You can see how I ended up on TC39. It's not that I think JS is great (it has well-documented flashes of genius, but so does any competitor worth mentioning) or even the perfect language for the web. But it is the *one language that every vendor is committed to shipping compatibly*. Evolving JS has the leverage to add/change the semantics of the platform in a way that no other strategy credibly can, IMO.

This leaves us with the last objection: JS doesn't fully describe everything in the web platform, so why not recant and switch horses before it's too late to turn back?

This misreads platforms vs. runtimes. All successful platform have privileged APIs and behaviors. Successful, generative platforms merely reduce the surface area of this magic and ensure that privileged APIs "blend in" well -- no funky calling conventions, no alien semantics, etc.

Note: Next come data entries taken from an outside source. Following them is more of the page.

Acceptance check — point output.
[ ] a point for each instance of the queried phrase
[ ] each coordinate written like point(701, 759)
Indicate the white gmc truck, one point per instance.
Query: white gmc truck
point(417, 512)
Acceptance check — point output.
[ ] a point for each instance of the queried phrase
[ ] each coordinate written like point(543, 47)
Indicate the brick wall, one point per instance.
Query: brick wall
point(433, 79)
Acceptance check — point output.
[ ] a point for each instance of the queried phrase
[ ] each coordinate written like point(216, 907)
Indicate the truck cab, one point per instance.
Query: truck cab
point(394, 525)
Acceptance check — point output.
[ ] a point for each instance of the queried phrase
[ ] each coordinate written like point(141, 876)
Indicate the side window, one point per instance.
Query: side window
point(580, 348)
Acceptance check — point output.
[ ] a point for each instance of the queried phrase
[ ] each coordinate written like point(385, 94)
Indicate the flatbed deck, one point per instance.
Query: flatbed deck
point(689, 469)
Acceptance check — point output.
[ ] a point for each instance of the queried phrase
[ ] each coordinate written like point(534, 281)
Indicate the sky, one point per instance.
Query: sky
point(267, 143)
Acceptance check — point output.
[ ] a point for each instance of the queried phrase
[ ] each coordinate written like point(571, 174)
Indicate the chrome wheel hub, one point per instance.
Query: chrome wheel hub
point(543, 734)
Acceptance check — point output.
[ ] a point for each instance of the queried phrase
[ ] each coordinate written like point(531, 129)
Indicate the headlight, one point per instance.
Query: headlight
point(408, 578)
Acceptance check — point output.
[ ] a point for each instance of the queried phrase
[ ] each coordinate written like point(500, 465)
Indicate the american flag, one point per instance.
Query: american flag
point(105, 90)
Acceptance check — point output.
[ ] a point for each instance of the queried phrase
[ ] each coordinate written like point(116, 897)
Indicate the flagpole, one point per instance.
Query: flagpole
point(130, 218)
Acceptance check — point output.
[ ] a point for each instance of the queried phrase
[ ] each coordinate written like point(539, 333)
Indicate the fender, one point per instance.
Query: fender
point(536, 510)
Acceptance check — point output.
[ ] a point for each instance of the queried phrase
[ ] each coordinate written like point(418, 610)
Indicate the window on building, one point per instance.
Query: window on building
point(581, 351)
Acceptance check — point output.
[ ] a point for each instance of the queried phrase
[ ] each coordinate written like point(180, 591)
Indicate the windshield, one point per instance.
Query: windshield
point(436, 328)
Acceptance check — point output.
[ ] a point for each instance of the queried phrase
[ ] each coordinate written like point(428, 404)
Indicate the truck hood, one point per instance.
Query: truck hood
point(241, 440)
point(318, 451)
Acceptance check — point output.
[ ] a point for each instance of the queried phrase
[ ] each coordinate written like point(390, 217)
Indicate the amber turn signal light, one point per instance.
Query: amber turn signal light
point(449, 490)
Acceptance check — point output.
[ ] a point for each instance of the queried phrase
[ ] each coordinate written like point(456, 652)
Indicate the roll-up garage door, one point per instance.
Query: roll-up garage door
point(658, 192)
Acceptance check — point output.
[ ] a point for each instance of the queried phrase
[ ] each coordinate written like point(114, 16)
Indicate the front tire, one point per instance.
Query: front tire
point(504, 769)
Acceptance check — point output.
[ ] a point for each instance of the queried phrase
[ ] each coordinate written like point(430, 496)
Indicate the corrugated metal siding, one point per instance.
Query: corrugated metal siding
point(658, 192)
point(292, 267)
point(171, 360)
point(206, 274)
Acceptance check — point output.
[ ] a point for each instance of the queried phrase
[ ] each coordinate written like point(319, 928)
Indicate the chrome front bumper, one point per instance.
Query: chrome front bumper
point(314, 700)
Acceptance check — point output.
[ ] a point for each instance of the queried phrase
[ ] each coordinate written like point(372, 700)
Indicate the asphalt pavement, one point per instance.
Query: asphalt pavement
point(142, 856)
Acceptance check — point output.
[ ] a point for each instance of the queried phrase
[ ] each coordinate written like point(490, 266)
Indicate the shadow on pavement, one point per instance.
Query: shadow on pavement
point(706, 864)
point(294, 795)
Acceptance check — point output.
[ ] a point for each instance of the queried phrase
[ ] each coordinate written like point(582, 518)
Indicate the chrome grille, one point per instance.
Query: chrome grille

Truly great platforms leave developers thinking they're the only ship in the entire ocean and that it is a uniform depth the whole way across. It's hard to think of a description any more at odds with the web platform. Having acknowledged the necessity and ubiquity of privileged APIs, the framing is now right to ask: what can be done about it?

I've made it my work for the past 3+ years -- along with a growing troupe of fellow thinkers -- to answer this charge by reducing the scope and necessity of magic in everyday web development. To describe how something high-level in the platform works in terms of JS isn't to deny some other language a fair shot or to stretch too far with JS, it's simply to fill in the obvious gaps by asking the question "how are these bits connected?"

Those connections and that archeological dig are what are most likely to turn up the sort of extensible, layered, compatible web platform that shares core semantics across languages. You can imagine other ways of doing it, but I don't think you can get there from here. And the possible is all that matters.